What a fearful day that will be for all whose sins are not covered by the blood of the Lamb. Already one of the psalmists sang about that:
In the hand of the Lord is a cup,
Full of foaming wine mixed with spices.
He pours it out, and all the wicked of the earth
Drink it down to its very dregs. (Ps.75:8)
Those prayers of the “souls under the altar” are even now beginning to be answered. None of the events listed are accidents without any explanation. They are warnings from above that for all who reject the Lord Jesus Christ, the worst is still to come.
Questions for discussion
1. Mention at least six or seven requirements for true prayer.
2. Is there other indication in Scripture that the saints in glory know what happens here?
3. Which altar do you think is referred to here?
4. Discuss the Biblical use of the terms “martyr” or “witness” (“martus” and “marturia”).

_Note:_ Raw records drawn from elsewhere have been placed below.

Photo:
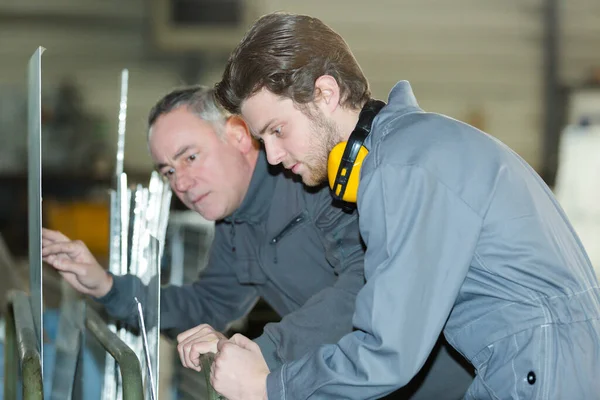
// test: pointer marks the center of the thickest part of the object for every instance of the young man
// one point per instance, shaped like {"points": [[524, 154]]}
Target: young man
{"points": [[273, 239], [462, 236]]}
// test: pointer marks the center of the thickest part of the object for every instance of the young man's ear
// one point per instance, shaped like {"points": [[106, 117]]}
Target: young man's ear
{"points": [[327, 93], [237, 134]]}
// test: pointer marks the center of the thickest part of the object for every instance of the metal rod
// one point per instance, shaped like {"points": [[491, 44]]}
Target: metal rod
{"points": [[129, 364]]}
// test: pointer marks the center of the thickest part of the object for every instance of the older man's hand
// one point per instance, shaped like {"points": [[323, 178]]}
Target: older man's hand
{"points": [[239, 371]]}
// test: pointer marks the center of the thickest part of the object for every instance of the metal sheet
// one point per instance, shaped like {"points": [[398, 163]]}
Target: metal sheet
{"points": [[34, 191], [118, 244]]}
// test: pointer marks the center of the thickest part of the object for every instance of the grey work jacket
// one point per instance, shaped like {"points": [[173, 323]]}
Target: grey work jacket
{"points": [[462, 236], [286, 244]]}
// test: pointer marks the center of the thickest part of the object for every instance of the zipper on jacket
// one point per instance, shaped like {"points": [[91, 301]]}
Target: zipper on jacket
{"points": [[286, 229]]}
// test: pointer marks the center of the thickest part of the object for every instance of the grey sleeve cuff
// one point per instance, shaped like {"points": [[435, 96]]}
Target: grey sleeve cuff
{"points": [[112, 294], [275, 386], [269, 350]]}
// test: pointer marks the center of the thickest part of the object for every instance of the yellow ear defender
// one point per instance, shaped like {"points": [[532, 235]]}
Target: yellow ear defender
{"points": [[345, 159]]}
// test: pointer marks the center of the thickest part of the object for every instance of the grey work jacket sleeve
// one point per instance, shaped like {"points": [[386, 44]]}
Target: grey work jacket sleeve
{"points": [[217, 298], [420, 240], [327, 315]]}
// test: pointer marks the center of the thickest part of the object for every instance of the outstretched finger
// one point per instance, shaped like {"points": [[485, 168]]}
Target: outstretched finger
{"points": [[68, 248], [54, 236], [63, 264]]}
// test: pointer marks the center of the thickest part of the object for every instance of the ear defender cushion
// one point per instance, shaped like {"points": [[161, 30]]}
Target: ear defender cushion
{"points": [[333, 163]]}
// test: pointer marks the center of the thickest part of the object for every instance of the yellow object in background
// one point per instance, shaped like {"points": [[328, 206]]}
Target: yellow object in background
{"points": [[85, 221]]}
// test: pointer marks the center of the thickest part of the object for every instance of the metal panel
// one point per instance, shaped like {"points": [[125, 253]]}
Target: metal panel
{"points": [[34, 178]]}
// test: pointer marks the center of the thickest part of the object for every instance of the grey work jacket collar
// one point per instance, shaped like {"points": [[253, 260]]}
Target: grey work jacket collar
{"points": [[260, 192], [401, 101]]}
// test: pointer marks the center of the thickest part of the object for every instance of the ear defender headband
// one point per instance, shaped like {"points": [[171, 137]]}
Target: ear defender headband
{"points": [[345, 159]]}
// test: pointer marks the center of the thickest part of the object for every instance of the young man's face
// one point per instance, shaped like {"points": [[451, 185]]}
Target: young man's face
{"points": [[299, 141], [208, 173]]}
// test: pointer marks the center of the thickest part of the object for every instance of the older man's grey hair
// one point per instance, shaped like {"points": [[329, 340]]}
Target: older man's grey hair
{"points": [[199, 99]]}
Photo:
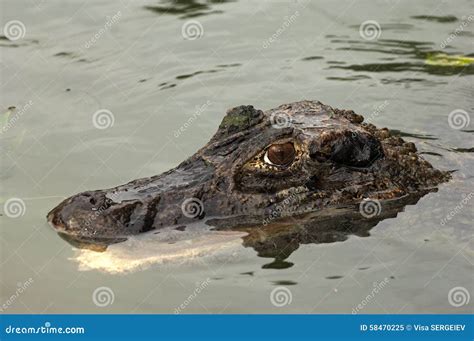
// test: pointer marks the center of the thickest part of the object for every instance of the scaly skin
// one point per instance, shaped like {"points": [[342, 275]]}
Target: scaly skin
{"points": [[339, 161]]}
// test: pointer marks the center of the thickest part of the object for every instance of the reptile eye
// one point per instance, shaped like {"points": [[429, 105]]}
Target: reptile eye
{"points": [[281, 154]]}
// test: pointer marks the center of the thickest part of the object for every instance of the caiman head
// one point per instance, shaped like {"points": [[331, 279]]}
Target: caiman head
{"points": [[259, 166]]}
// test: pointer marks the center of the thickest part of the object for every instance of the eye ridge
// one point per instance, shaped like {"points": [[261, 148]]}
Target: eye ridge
{"points": [[280, 154]]}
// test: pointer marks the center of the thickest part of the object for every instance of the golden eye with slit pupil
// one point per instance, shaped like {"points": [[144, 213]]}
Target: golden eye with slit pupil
{"points": [[280, 154]]}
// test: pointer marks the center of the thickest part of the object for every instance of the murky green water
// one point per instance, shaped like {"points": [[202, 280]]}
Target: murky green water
{"points": [[167, 95]]}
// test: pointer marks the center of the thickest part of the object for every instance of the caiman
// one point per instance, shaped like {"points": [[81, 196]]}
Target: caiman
{"points": [[261, 170]]}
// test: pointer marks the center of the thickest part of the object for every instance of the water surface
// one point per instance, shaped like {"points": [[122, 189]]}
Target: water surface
{"points": [[167, 96]]}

5. Mention several ways in which Christians can be and are persecuted on earth.
6. How can we “hate” the sin and still “love” the sinner? What is the depth of the Biblical word for love (“agape”)?
7. Should we sing such imprecatory psalms as 69, 109, 137? Or is that a low-level kind of faith?
8. Does every earthquake show something of God’s wrath? Are the people that are stricken by them any worse than others?
9. Show that Jesus also taught an intensification of God’s judgments (Matt. 24; Mark 13).
10. Compare the sixth seal with 2 Peter 3:10–12. Should believers look forward eagerly to that last Day of days? Will it sadden believers to know sinners will be going to their doom? Give your reasons.